Following our usual format, John will begin the call with some broad remarks regarding our quarterly performance and current outlook. Stephen will follow with a more detailed financial discussion and provide cost guidance. We will then open the call up for Q&A.

Before we begin, let me remind everyone that our call will contain forward-looking statements. Except for statements of historical facts, all statements that address our outlook for 2012 and beyond, activities, events or developments that we expect, estimate, project, believe or anticipate may or will occur in the future are forward-looking statements.

Forward-looking statements involve substantial risks and uncertainties that could significantly affect expected results. Actual future results could differ materially from those described in such statements. You can obtain more information about these risks and other factors on our SEC filings, which you can find on our website or the SEC's website, sec.gov.

Now with that, let me turn the call over to John Rynd.

John T. Rynd

Good morning, everyone, and thanks for joining us today. This morning, we reported a third quarter 2012 adjusted net loss from continuing operations of $15.7 million or $0.10 per diluted share compared to an adjusted loss of $17 million or $0.12 per share in the third quarter 2011.

Our third quarter results contain several large nonoperating items that Stephen will walk through in detail. From my discussion, I will focus on adjusted results where we continue to see improvement in the Domestic Offshore and International Offshore segments.

Moving on to our market overview, starting with the U.S. Gulf of Mexico. Rig demand started picking up around this time last year and has showed no signs of slowing down ever since. Meanwhile, rig departures to international markets from us and our competitors have resulted in a fairly tight supply/demand environment for jackups over this period. Today, there are 34 drilling-capable jackups in the U.S. Gulf of Mexico, excluding the workover rigs, all of which are contracted.

Average contract backlog per rig between our fleet and our competitors exceeds 6 months. As our customers look to secure access to rigs in 2013, they are seeking much longer contract terms than what we have seen in the past. About a year ago, typical contract terms were in the 30- to 60-day range. In recent months many of the contracts signed have ranked between 3 to 6 months, and today we are in discussion with customers seeking contract terms as long as a year on our existing marketed rigs.
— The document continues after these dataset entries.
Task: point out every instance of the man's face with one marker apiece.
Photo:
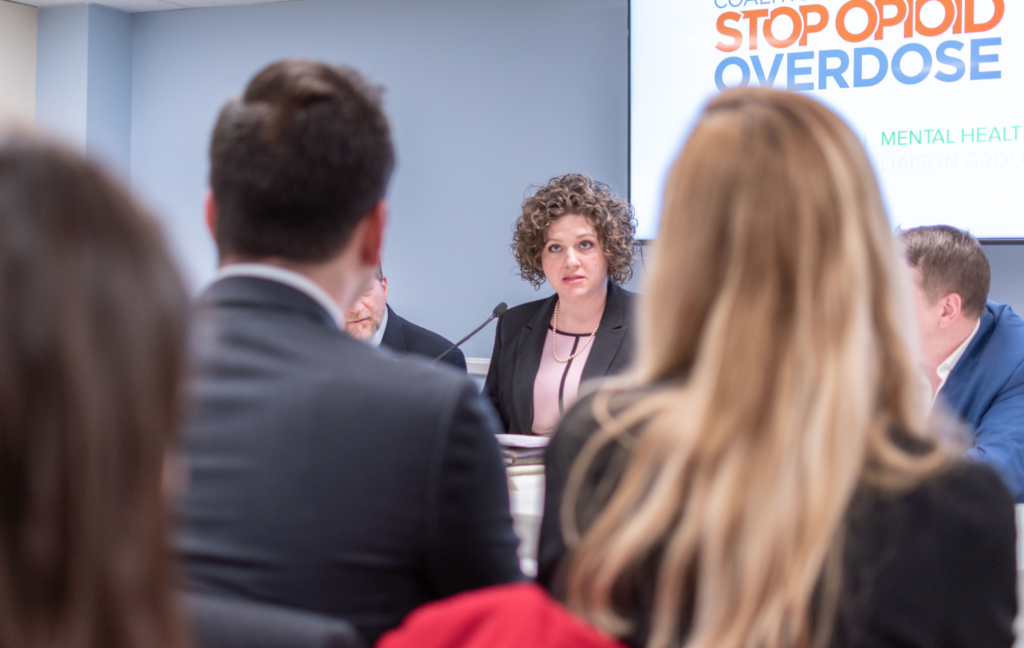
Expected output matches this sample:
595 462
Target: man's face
365 317
929 316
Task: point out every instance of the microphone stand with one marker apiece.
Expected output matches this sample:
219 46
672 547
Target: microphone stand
498 312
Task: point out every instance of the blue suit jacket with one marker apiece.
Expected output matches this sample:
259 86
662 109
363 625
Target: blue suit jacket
986 391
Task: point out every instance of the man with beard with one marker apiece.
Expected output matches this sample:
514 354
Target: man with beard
372 320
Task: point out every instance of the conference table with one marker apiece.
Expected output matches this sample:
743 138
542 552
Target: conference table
526 499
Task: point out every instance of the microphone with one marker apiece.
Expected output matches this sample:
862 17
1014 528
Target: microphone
497 312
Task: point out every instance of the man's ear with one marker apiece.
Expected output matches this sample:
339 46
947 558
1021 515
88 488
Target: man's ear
951 308
211 216
373 233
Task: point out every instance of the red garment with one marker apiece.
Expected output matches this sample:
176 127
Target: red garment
503 616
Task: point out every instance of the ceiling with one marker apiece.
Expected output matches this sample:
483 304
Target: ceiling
136 6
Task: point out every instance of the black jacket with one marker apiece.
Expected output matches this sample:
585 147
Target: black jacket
935 566
401 336
519 343
326 477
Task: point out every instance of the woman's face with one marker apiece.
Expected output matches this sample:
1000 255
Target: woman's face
572 259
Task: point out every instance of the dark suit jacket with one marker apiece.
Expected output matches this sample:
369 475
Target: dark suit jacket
986 391
326 477
404 337
935 566
519 343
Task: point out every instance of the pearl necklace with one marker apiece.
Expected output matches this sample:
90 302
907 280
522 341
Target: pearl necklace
554 338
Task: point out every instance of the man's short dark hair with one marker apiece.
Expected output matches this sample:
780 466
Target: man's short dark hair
950 260
298 161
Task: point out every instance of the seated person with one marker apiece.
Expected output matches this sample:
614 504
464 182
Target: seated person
372 319
578 235
771 477
93 329
324 476
972 349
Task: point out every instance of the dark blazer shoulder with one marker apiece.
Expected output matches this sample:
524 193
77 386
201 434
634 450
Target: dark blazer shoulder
406 337
518 316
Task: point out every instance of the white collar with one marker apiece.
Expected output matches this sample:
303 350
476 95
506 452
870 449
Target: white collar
289 277
379 336
947 365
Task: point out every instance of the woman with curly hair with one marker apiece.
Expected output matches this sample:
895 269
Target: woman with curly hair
577 235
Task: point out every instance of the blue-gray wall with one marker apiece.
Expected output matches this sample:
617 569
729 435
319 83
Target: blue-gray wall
83 81
1008 274
485 96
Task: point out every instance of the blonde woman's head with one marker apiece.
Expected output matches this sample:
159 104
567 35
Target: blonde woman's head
775 311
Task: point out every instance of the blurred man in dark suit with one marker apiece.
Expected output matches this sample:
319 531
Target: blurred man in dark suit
324 476
372 319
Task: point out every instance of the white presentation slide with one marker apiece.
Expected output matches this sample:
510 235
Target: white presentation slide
934 88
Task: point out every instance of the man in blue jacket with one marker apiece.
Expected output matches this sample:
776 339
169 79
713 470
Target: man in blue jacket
973 349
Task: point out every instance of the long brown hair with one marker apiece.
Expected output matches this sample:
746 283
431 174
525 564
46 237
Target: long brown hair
776 292
92 326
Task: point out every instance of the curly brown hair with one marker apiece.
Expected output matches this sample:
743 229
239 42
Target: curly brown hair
576 193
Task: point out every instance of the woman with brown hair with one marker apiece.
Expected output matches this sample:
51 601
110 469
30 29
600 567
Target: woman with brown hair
577 235
92 325
769 479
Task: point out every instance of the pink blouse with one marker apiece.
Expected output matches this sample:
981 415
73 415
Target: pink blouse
557 384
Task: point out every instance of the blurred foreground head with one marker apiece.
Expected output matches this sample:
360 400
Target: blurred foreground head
776 318
92 322
297 162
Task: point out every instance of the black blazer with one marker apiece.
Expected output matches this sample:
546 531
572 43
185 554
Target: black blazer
519 344
935 566
401 336
326 477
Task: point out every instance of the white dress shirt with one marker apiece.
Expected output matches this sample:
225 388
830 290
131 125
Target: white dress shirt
378 337
947 364
289 277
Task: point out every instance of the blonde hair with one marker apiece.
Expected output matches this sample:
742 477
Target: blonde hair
776 291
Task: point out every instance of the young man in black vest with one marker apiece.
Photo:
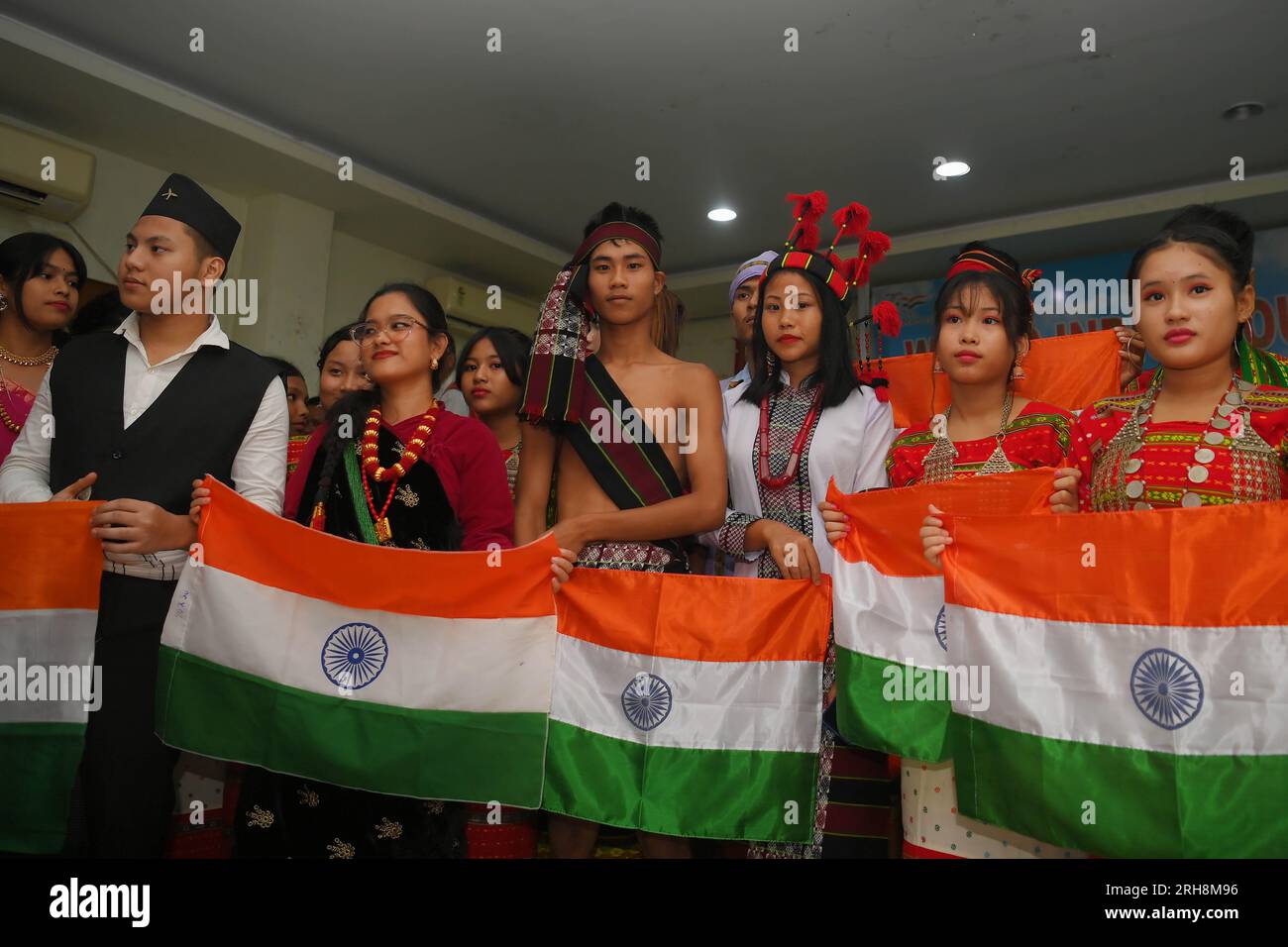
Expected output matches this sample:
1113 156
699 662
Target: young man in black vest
140 415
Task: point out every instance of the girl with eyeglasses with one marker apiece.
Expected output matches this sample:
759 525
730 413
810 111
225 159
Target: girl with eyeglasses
393 468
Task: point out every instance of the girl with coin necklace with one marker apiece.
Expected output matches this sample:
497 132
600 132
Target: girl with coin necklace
1199 433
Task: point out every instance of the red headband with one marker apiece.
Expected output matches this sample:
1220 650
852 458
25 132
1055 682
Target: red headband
982 262
619 230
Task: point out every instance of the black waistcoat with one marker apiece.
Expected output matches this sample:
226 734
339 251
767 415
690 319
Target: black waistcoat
193 428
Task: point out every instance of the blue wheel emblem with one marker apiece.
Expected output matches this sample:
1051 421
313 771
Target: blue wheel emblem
1167 688
355 655
941 628
647 701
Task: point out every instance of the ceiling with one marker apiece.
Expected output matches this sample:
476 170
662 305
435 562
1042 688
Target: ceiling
519 147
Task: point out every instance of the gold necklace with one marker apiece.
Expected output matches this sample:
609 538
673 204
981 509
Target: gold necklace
43 359
939 462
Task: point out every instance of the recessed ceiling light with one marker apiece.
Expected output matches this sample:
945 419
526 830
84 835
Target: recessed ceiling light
1244 110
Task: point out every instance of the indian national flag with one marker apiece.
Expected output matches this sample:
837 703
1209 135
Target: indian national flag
1138 699
415 674
892 642
51 569
1072 369
688 705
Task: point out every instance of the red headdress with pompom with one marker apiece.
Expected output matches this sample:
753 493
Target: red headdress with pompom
840 275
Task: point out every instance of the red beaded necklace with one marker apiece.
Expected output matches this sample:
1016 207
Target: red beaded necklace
794 462
372 463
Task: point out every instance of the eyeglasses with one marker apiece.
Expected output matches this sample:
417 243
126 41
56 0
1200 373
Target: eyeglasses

We continued to look for opportunities to move rig rates higher. Our latest fleet status report show the leading edge rate for our 200 mat-cantilever is now at $90,000 per day and we are working to move rates for the rest of the 200 mat-cantilever rigs to this level.

As rig availability in 2013 tightens, reactivations are coming more likely, especially as some of the contract negotiations that I alluded to earlier continue to develop. We have no rigs available until late first quarter 2013, and about 1/3 of our fleet is already locked up through mid-2013. We will also have 4 rigs undergoing special surveys next year, further reducing rig availability in 2013.

Any operator looking to have an active drilling program in the U.S. Gulf of Mexico shelf needs to realize that we may be short in jackups in 2013 if current market conditions persists.

We currently have over 1,400 days of backlog under negotiation and are in discussion with varied customers regarding reactivations. Given where our customers economics are along with our economics on reactivation, we believe it is increasingly likely that we will announce a reactivation of at least one jackup by year end.

Turning to the international jackup markets. Rig availability is relatively limited. Market utilization of international jackups is approaching -- is approximately 93% and several regions are at full utilization. We projected addition of 92 new build rigs over the next 3 years continues to be a source of concern for many industry observers, ourselves included.